Rather than being contemporaries, we learn that the four girls are actually successive generations of the same family, the narrative of the play moving back and forth through time, showing the interactions of the mothers and daughters. Spanning the late twenties to the 1980s, the changes in the lives of women and girls is examined, in particular the expectations placed upon them by others, principally by their mothers, and then the men who are part of their adult lives. Men are never directly seen or heard, but are felt only through the four female characters on stage.

The play is rightly highly regarded, being both powerful and moving, and this production was wonderfully acted. Carole Dance as Doris, the eventual great-grandmother, gives an emotionally affecting study of a great arc of experience, from motivated adolescence, to blissful falling in love, through duty, disappointment and resentment, to something much nearer contentment in the company of the youngest of the family. The youngest, Rosie, is played by Felicity Houlbrooke with a bubbling excitement that truly communicates a passionate, almost wild optimism, such that you hope she will carry it through, undimmed, for all of her adult life.

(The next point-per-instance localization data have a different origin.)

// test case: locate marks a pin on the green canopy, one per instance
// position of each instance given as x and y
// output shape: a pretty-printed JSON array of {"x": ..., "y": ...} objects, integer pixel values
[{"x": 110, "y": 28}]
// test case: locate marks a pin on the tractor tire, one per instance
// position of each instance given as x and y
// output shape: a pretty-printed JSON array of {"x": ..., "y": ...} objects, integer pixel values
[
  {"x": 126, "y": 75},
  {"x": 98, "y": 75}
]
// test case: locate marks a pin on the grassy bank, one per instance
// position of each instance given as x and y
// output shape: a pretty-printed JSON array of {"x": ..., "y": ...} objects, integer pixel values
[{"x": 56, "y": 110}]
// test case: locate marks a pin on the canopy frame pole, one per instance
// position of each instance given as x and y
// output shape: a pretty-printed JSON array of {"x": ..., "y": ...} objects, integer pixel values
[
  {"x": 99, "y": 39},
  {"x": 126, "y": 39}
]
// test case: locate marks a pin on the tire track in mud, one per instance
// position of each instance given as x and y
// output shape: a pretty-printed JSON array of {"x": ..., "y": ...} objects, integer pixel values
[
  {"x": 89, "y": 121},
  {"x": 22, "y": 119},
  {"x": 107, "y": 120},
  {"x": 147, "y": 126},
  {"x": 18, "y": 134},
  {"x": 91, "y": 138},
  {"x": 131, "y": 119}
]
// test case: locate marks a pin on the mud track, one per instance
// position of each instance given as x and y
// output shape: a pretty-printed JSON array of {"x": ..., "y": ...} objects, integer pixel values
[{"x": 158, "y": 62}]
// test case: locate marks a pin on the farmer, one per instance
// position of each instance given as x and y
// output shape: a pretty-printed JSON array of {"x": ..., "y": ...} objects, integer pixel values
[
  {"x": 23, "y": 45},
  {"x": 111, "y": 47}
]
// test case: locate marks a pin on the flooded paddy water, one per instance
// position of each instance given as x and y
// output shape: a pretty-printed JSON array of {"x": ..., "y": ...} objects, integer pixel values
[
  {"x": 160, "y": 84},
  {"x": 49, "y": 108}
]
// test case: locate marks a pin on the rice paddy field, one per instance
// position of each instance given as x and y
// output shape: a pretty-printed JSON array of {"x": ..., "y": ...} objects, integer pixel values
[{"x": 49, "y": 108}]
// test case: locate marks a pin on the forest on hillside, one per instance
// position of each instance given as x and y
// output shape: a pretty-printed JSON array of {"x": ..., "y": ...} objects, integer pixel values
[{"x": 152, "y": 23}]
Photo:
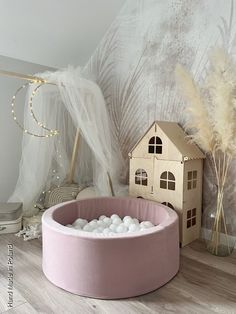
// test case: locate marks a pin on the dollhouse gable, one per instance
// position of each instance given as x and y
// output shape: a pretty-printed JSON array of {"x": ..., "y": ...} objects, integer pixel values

Connie Walker as Margaret, and Kathryn Ritchie as her daughter Jackie, are the pair in the middle, who find it so hard to tell each other what they really think, a theme that is explored throughout, and the climactic scene between them is played out with considerable force.

I had some reservations about the set design, the “wasteland” scenery being used for everything, with very slight changes for certain scenes. I think, like me, many members of the audience were bemused by the site of Doris tucking the young Margaret into bed outdoors underneath a pile of rubbish, while she seemed to walk back to the house, and to make it seem even more cruel, during an air raid. The rubbish doubles up as a bed, and later as a piano; eventually I got used to this, but an indoor / outdoor contrast may have made more sense – to me at any rate.

This is nevertheless a beautifully acted, absorbing and very thought-provoking evening that succeeds in landing quite an emotional impact.